Warm temperatures have also led to early activity among ticks.

“To be honest with some of the warm temperatures we’ve had in the last couple of weeks. Ticks have become active. folks aren’t thinking of ticks necessarily. We tend to think of ticks during the string spring months like April and May when we’re getting out and doing hiking or looking for Morales or getting out in the fields and things like that. But the ticks that we have around here that we commonly think of like deer ticks and American Dog ticks, they can overwinter and they typically go down amongst leaf litter on the ground which insulates them to a certain extent. And then if there’s snow on top of that, it insulates them further. And so once the temperatures warm up just enough consistently above freezing, you can in theory have ticks becoming active any time of the year.”

He says the mild weather allows crop pests to pop out earlier than usual.

“If we have an extended growing season in early spring and late fall, that may allow some insect pests that don’t overwinter here to get up to our area a little bit earlier in the year and we have a lot of important crop pests that fall into that category of migratory pests. So things like true armyworms, black cutworms, potato leaf hoppers, these are insects that for the most part overwinter in some of the southern states, like the Gulf Coast area, and spring weather systems, basically force them and throw them up into the upper Midwest and the Jetstream can carry them up here and things like that. So if we have an early start to the year and those pests arrive earlier rather than later, that could mean that we have more pest pressure from those particular insects this year.”

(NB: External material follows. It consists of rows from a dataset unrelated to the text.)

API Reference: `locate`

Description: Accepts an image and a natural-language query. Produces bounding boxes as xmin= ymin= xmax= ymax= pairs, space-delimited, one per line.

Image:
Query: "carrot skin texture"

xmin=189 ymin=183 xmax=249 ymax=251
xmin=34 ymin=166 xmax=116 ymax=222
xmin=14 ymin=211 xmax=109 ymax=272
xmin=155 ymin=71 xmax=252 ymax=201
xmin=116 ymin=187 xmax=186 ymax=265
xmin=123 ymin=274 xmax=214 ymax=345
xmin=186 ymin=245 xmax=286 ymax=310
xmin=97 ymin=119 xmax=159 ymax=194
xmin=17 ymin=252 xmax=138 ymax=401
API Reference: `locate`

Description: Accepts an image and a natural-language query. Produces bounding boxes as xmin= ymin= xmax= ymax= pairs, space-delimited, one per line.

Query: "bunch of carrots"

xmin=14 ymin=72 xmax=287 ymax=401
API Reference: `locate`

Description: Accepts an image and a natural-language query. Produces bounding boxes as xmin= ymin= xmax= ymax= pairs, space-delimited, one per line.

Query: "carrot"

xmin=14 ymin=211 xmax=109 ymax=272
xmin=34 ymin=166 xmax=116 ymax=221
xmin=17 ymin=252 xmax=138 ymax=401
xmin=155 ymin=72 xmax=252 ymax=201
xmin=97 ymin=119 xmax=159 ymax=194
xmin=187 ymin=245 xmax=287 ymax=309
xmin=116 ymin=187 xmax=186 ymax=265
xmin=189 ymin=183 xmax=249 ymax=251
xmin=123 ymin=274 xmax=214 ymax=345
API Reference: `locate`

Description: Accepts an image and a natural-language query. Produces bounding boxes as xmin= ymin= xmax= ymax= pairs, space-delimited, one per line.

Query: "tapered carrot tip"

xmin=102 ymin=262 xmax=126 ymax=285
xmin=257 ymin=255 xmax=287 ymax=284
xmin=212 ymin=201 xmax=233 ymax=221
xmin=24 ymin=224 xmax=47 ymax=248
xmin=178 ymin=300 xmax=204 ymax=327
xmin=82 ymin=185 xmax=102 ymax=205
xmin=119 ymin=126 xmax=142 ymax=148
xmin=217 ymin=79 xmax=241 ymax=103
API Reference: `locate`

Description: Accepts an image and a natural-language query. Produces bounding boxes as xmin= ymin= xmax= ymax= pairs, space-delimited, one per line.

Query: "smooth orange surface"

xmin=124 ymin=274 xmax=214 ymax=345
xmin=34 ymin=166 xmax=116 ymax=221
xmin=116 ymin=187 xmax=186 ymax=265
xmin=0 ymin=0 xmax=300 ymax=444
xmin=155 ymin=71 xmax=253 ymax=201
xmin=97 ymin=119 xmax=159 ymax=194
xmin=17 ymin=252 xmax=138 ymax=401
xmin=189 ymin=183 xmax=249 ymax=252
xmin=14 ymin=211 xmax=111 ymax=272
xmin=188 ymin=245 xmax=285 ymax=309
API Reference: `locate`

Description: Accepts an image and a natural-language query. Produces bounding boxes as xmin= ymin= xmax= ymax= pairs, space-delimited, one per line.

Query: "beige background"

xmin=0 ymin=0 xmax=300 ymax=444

Liesch adds it’s still a bit too early to predict the full impact that these weather patterns will have on insects, and every year is different when it comes to insects.

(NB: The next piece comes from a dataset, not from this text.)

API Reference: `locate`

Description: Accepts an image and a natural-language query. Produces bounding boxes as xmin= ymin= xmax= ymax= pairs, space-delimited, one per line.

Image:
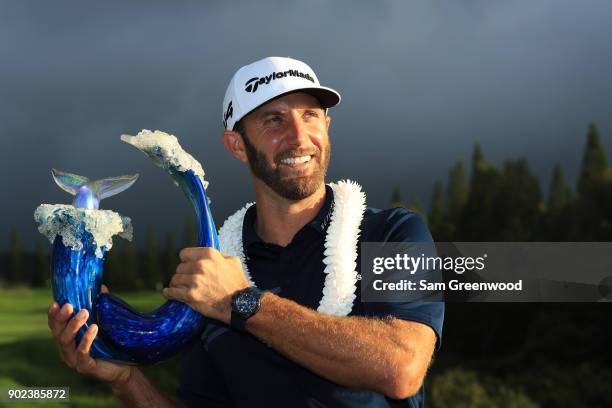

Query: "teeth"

xmin=281 ymin=156 xmax=312 ymax=164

“And so it’s like that Forrest Gump box of chocolates, you never quite know what you’re gonna get. We know we have had some trending insects in the state but there’s always some surprises too. So I think we really have to stay tuned. Watch Mother Nature because the weather is going to have a big impact on insects like it always does. But in terms of what is gonna look like this season, there’s a little bit of unknown at this point and we won’t know until the year is done.”